Sin, a New Film About Michelangelo, Reveals Genius as a Dirty Business
(Bloomberg) -- At its essence, the new movie Sin is a grand film about the decidedly unglamorous logistics of making art.
Directed by Andrei Konchalovsky, the movie follows the high Renaissance painter Michelangelo (Alberto Testone) as he moves between Rome, Florence, and Carrara, Italy, hustling to finish projects without getting killed or going bankrupt. The film premiered at the Rome Film Festival in 2019, but its U.S. theatrical release was delayed until now; it premieres on Film Forum and Laemmle’s sites on Feb. 19.
Unlike nearly every other failed cinematic attempt to depict artistic “genius,” a trope that inevitably entails furrowed brows and soaring classical music, Konchalovsky’s solution is to avoid the trap altogether.
Instead, Michelangelo spends most of the movie haggling with suppliers over costs, laboring over materials and sourcing issues, and assuaging, and occasionally enraging, his immensely wealthy patrons.
It is, in other words, an accurate depiction of what it takes to be a successful artist, and it’s one that contemporary viewers—inside the art world and out—might be well served to watch carefully. Anyone can have great ideas; real genius comes from those with the social graces, drive, and financial acumen to realize them.
The film, which is shot in Italian with English subtitles, begins as Michelangelo is finishing the Sistine Chapel. Already famous—his David stands in front of Florence’s Palazzo Vecchio—Michelangelo is mercurial, but only up to a point. He puts up a fight when Vatican handlers force him to remove the scaffolding (“You can’t decide whether I have finished my work or not”), but when Pope Julius II (Massimo De Francovich) compliments it, Michelangelo is moved to tears.
But Julius II, who’s a member of the powerful Della Rovere family, is nearing the end of his life. When he dies, he’s quickly replaced by Pope Leo X (Simone Toffanin), a member of the even more powerful Medici family.
Once back in power, the Medicis enlist Michelangelo to begin a series of new projects including the (never completed) facade of the Basilica of San Lorenzo in Florence. The only problem? Michelangelo has already committed to, and received money for, the massive tomb for Pope Julius II, and the Della Rovere family is dead set on making him finish.
This doesn’t quite square with the official narrative of the tomb, which, in a far more modest iteration, was installed in 1545 in Rome’s San Pietro in Vincoli. But the movie’s exquisite settings and costumes more than compensate for any historical inconsistencies. Most of the film was shot on location in various parts of Italy including Carrara, Florence, and Montepulciano, and the cast is suitably filthy, caked in some combination of dirt, sweat, blood, and, most important, marble dust.
Fittingly, the real drama in Sin comes from Michelangelo’s attempts to source material.

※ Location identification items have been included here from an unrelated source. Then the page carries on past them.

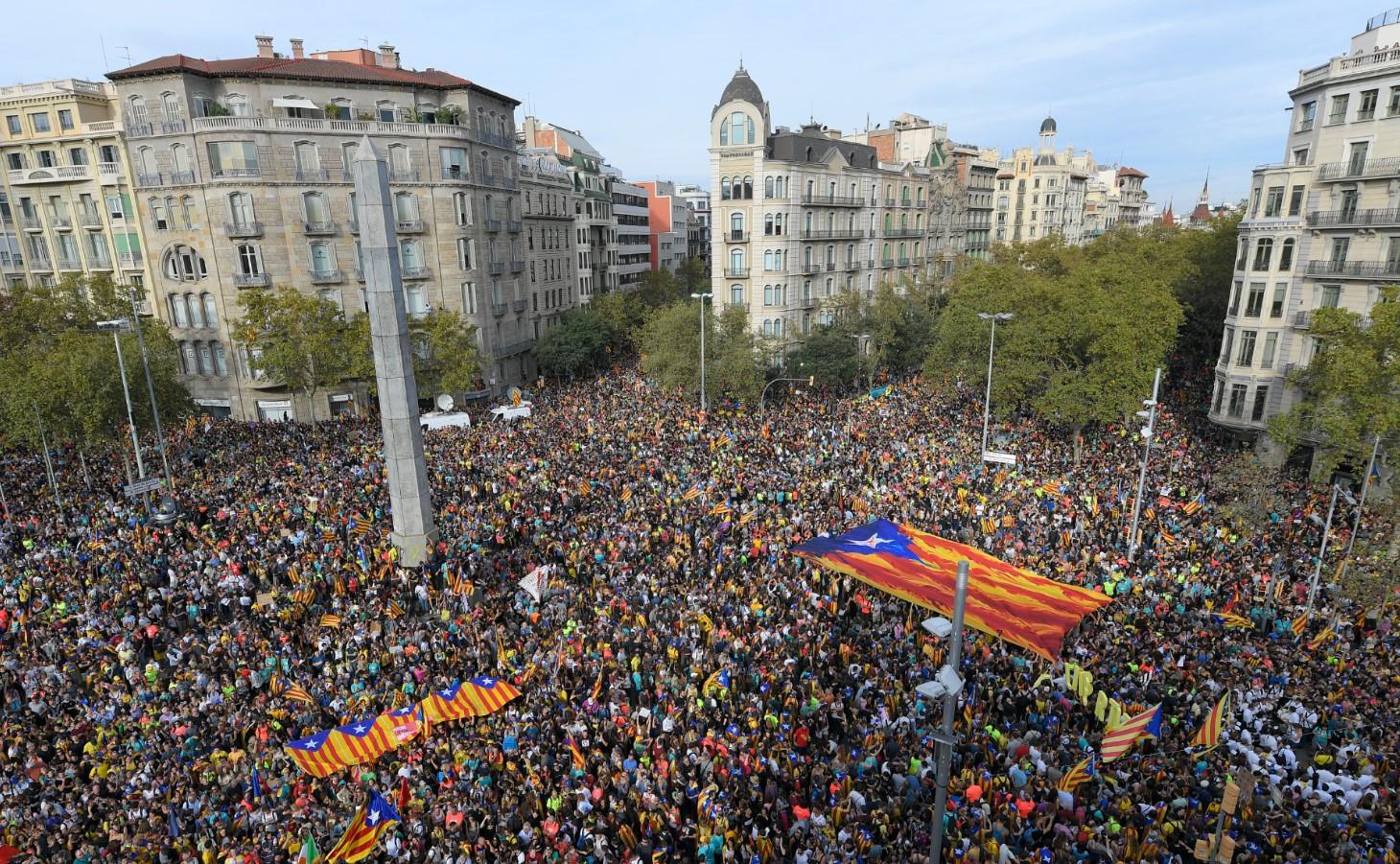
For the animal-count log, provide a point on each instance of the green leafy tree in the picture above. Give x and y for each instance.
(1089, 326)
(828, 355)
(574, 346)
(58, 365)
(304, 340)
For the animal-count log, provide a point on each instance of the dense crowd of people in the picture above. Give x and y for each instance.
(140, 721)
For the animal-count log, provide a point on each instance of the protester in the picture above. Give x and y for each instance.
(139, 721)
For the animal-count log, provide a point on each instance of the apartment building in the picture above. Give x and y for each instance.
(669, 222)
(1320, 227)
(805, 215)
(243, 176)
(1040, 191)
(548, 203)
(66, 198)
(595, 227)
(633, 216)
(697, 225)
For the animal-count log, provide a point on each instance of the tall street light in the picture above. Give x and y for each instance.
(702, 298)
(1148, 432)
(150, 391)
(992, 352)
(116, 326)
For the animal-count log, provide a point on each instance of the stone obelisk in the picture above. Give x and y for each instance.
(409, 496)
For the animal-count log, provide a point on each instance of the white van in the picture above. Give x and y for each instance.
(511, 412)
(444, 420)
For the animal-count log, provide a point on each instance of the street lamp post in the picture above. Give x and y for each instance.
(1150, 414)
(702, 297)
(115, 326)
(949, 685)
(992, 353)
(150, 391)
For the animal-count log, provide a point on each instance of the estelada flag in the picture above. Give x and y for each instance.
(1004, 601)
(1120, 738)
(1210, 733)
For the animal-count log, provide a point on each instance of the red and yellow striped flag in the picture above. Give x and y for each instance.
(1210, 732)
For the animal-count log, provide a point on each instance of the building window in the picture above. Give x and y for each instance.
(1247, 346)
(1263, 252)
(1260, 401)
(1236, 399)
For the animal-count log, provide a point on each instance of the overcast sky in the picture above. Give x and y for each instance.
(1168, 87)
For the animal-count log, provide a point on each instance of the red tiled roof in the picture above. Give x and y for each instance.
(304, 69)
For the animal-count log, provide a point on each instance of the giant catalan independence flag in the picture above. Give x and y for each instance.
(1013, 604)
(365, 739)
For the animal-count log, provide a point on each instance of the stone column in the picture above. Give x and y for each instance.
(409, 498)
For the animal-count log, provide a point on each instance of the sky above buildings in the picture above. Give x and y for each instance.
(1171, 88)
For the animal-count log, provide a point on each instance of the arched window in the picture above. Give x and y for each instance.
(183, 264)
(249, 259)
(179, 313)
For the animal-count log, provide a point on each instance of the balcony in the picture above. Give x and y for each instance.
(1357, 168)
(516, 347)
(1338, 219)
(57, 174)
(1388, 270)
(231, 174)
(243, 228)
(833, 200)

The logistics of cutting a slab large enough for his sculptures (David is 14 feet high), dragging it on a cart to the coast, loading it onto a ship, and sailing it to Rome is a major undertaking, and the stakes are raised even further as Michelangelo constructs the infrastructure necessary to bring his largest stone yet back to Rome. Nicknamed “the monster,” he has to devise a pulley system that will lower the multi-ton slab down the mountainside; just as perilous, he has to somehow assuage the Della Rovere family that the slab is for Julius II’s tomb, while simultaneously convincing the Medicis that he’s working only for them.
For anyone who had the patience to sit through the 1965 film The Agony and the Ecstasy (starring a particularly irascible Rex Harrison and an impressively tedious Charlton Heston), the drama between artist, pontiff, and marble quarry will sound familiar. But Konchalovsky is too canny to allow the film to sink into schlock or interpersonal drama, and despite Michelangelo’s transgressions, the only real harassment in Sin he’s subjected to is via his own conscience.
“Everyone admires your work,” one of his apprentices tells Michelangelo, even after he’s insulted his Vatican patrons and stormed away. “They say it’s divine.”
Of course, Michelangelo is only given such latitude because he shows up, and he does everything in his power to deliver on his commitments, a rule that extends to the present day. Jasper Johns, one of the most successful living artist of the last half-century, might self-describe his process as having “a certain amount of anxiety, or hesitation, or boredom,” but he’s produced thousands of artworks to nearly ceaseless praise. And indeed, the final shot in Sin is of Michelangelo, shuffling down a country road, carrying yet another new design.